A pipeline company responsible for spilling more than 120,000 gallons of oil on the California coast failed to prevent corrosion in its pipes, detect the rupture or respond swiftly as crude streamed toward the ocean, federal regulators said Thursday.
Plains All American Pipeline operators working remotely in Texas had turned off an alarm that would have signaled a leak and, unaware of the ongoing spill, restarted the hemorrhaging line along the Santa Barbara County coast, compounding the problem and delaying the shutdown, the Pipeline and Hazardous Materials Safety Administration said in its final investigation report.
“A number of preventable errors led to this incident and the company’s failures in judgment, including inadequate assessment of this line, and faulty planning made matters worse,” said agency Administrator Marie Therese Dominguez said. “What happened is completely unacceptable and we will hold the company accountable.”
The report was issued on the one-year anniversary of the spill and just two days after Plains was indicted in Santa Barbara County Superior Court on 46 criminal counts, including four felonies of polluting state waters and three dozen misdemeanors of harming wildlife.
Beaches and campgrounds along the scenic coast nearby were closed two weeks shy of Memorial Day weekend as an oil plume spread nine miles into the Pacific Ocean. They remained closed for weeks in the aftermath as tar balls washed ashore more than 100 miles away in Los Angeles County and more than 220 birds, such as pelicans, and nearly 140 marine mammals, mostly sea lions, died.

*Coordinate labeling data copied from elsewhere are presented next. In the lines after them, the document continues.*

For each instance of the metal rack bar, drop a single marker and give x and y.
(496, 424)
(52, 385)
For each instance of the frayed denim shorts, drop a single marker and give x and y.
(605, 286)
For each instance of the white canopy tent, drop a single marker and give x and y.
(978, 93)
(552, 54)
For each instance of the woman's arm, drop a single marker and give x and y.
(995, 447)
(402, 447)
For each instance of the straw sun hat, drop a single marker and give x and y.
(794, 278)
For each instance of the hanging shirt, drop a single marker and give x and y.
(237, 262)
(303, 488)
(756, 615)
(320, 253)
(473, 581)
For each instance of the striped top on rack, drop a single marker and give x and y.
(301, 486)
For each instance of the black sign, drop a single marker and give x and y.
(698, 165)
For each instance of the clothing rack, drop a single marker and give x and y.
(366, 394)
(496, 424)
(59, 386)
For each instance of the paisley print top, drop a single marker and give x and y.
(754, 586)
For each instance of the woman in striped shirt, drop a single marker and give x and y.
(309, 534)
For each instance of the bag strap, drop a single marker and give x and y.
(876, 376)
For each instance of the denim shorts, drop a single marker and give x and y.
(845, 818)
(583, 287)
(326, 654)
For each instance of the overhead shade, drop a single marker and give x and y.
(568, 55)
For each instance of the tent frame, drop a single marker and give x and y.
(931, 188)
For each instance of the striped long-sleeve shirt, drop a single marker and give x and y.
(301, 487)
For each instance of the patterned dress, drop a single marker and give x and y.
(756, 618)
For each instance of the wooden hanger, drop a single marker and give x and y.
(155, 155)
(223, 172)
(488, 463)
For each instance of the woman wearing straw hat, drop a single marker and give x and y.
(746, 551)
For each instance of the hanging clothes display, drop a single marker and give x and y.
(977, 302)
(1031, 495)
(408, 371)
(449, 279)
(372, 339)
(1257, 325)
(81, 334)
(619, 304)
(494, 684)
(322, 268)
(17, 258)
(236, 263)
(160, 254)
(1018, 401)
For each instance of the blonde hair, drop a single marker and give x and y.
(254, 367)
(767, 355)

The agency previously said severe corrosion led to a 6-inch gash in the pipe. The final report said the company failed to follow up after an inspection in 2012 indicated the pipe had deteriorated to less than half its thickness.
Robert Bea, an engineering professor at University of California, Berkeley, who has read the report, said regulators had allowed Plains to ignore federal guidelines for at least nine years as the company underestimated the risks of a breach from corrosion and exceeded the maximum allowable pressure given the weaknesses in the pipe.
The report said the spill occurred just before 11 a.m. on May 19, 2015, when operators in the Midland, Texas, control room restarted a pump and oil surged at high pressure through the 2-foot-wide pipe known as Line 901.
“Pressure ultimately was the final nail in the coffin when the pipeline just said, ‘I give up,”‘ Bea said. “It was clearly run to failure.”
Within three minutes of restarting, pressure plunged to 199 psi, triggering a low-pressure alarm that quickly reset when pressure climbed just above 200 psi, the report said. The alarm was set to be tripped at such a low pressure that it never sounded again as oil flowed out the pipe at just above 200 psi.
A leak detection system that also would have sounded alarms had been disabled by an operator who was dealing with another problem. Failing to detect the leak, the controller even restarted the line after the spill occurred.
Houston-based Plains has apologized for the spill, but said it wouldn’t comment on the report because of ongoing investigations and pending lawsuits. It previously said the spill was an accident not a crime.
In addition to the state criminal charges, federal prosecutors are investigating the incident and the company could face fines for violating federal pipeline safety regulations.
Dominguez declined to discuss possible penalties Plains could face, but said her agency is focused on enforcement actions and would soon issue an industry advisory on lessons learned from the disaster.
The spill was the largest on the U.S. coast since the 2010 BP Deepwater Horizon explosion. While the Plains spill was just a fraction of the size of the disaster in the Gulf of Mexico, which killed 11 workers and spilled millions of gallons, it happened on hallowed ground for environmentalists.
A blowout on an offshore rig in the Santa Barbara channel in 1969 blackened the shores and gave rise to the environmental movement.
“As we know, no community is immune,” said Rep. Lois Capps, D-California, who is working with lawmakers to pass a bill to improve pipeline safety. “And 46 years later, I found myself once again witnessing the devastation of an oil spill on the Central Coast.”
The leak was discovered after firefighters responding to reports of a petroleum stench found oil spilling from a ravine onto Refugio State Beach, a pristine and popular park for swimming and camping.
Multiple class-action lawsuits from landowners, fishermen and business owners who say the spill crippled a thriving tourism industry are still pending. Some investors have filed suit alleging they were misled about the integrity of company pipelines.
The report said the costs from the spill through the end of last year were estimated at $143 million, though the company reported in its annual report that it expects that figure to rise to $269 million.